Article 15 - Accuracy, robustness and cybersecurity

ISO 42001

8.4 - AI system impact assessment

NIST AI RMF

MANAGE 2.2 - Mechanisms are in place to sustain AI risk and benefit management

OWASP LLM Top 10

LLM10 - Unbounded Consumption

Frequently Asked Questions

What is CVE-2025-48956?

Any vLLM deployment running versions 0.1.0 through 0.10.1.0 can be crashed with a single unauthenticated HTTP request — no credentials or AI knowledge required. Patch to 0.10.1.1 immediately; if not feasible, enforce HTTP header size limits at the reverse proxy or WAF layer before traffic reaches vLLM. This is a trivial attack against one of the most widely deployed LLM inference engines in production.

Is CVE-2025-48956 actively exploited?

Proof-of-concept exploit code is publicly available for CVE-2025-48956, increasing the risk of exploitation.

How to fix CVE-2025-48956?

1. Patch: Upgrade to vLLM 0.10.1.1 or later (patch commit d8b736f913a59117803d6701521d2e4861701944). 2. Immediate workaround if patching is delayed: configure reverse proxy (nginx/Envoy/HAProxy) to enforce header size limits — e.g., nginx client_header_buffer_size 4k and large_client_header_buffers 4 8k — to reject oversized requests before they reach vLLM. 3. Network controls: ensure vLLM HTTP ports (default 8000) are not exposed to untrusted networks; place behind an authenticated gateway or API gateway with rate limiting. 4. Detection: alert on memory usage spikes in vLLM processes, unexpected service crashes, and HTTP 431 (Request Header Fields Too Large) responses at the proxy layer. 5. Inventory: audit all internal vLLM deployments — shadow AI projects and dev/staging environments are frequently unpatched.

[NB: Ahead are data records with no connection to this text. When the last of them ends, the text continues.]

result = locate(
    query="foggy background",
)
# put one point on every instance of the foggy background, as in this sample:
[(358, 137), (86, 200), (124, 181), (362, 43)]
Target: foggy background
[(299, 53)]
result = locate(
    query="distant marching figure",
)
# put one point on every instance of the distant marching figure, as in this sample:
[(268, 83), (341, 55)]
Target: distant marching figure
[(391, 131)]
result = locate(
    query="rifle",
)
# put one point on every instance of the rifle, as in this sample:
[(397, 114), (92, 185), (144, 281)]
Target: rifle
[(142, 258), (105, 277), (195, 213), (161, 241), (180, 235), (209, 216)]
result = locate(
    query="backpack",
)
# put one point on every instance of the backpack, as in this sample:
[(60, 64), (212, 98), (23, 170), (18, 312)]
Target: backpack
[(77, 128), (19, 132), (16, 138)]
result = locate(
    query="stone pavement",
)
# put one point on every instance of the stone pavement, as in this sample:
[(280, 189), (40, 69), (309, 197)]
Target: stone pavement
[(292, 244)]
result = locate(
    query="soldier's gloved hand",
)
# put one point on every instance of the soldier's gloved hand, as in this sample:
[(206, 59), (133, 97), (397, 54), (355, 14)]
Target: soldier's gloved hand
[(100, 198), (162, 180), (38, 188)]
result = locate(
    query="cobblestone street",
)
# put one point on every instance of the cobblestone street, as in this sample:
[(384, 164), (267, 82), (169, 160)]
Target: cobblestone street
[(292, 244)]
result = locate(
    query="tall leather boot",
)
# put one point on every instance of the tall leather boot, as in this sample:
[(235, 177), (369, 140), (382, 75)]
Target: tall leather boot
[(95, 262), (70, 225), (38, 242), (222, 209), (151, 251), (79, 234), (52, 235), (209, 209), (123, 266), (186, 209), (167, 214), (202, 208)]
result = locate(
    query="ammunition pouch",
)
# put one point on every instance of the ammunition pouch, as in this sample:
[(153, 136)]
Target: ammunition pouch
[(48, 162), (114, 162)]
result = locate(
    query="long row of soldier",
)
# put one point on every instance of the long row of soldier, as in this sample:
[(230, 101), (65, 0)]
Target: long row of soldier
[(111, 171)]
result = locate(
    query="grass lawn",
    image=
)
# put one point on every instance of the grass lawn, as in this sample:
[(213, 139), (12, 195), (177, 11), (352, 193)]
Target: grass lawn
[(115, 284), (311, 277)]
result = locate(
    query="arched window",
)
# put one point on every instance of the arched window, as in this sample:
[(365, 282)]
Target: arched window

What systems are affected by CVE-2025-48956?

This vulnerability affects the following AI/ML architecture patterns: model serving, LLM inference endpoints, RAG pipelines, agent frameworks, AI APIs.

What is the CVSS score for CVE-2025-48956?

CVE-2025-48956 has a CVSS v3.1 base score of 7.5 (HIGH). The EPSS exploitation probability is 0.31%.

Technical Details

NVD Description

vLLM is an inference and serving engine for large language models (LLMs). From 0.1.0 to before 0.10.1.1, a Denial of Service (DoS) vulnerability can be triggered by sending a single HTTP GET request with an extremely large header to an HTTP endpoint. This results in server memory exhaustion, potentially leading to a crash or unresponsiveness. The attack does not require authentication, making it exploitable by any remote user. This vulnerability is fixed in 0.10.1.1.

Exploitation Scenario

An adversary identifies an exposed vLLM HTTP endpoint via Shodan, internal network scan, or API documentation leak (default port 8000). They craft a single HTTP GET request to any vLLM endpoint — such as /v1/models or /health — with a multi-megabyte header (e.g., a Cookie or X-Custom-Header padded to tens of megabytes). vLLM processes the header without enforcing size bounds, allocating unbounded memory until the process exhausts available RAM and crashes or becomes unresponsive. All dependent AI services — chatbots, RAG pipelines, agent workflows — fail simultaneously with no failover unless replicas are deployed. No credentials, exploits, or AI knowledge required; a curl one-liner suffices.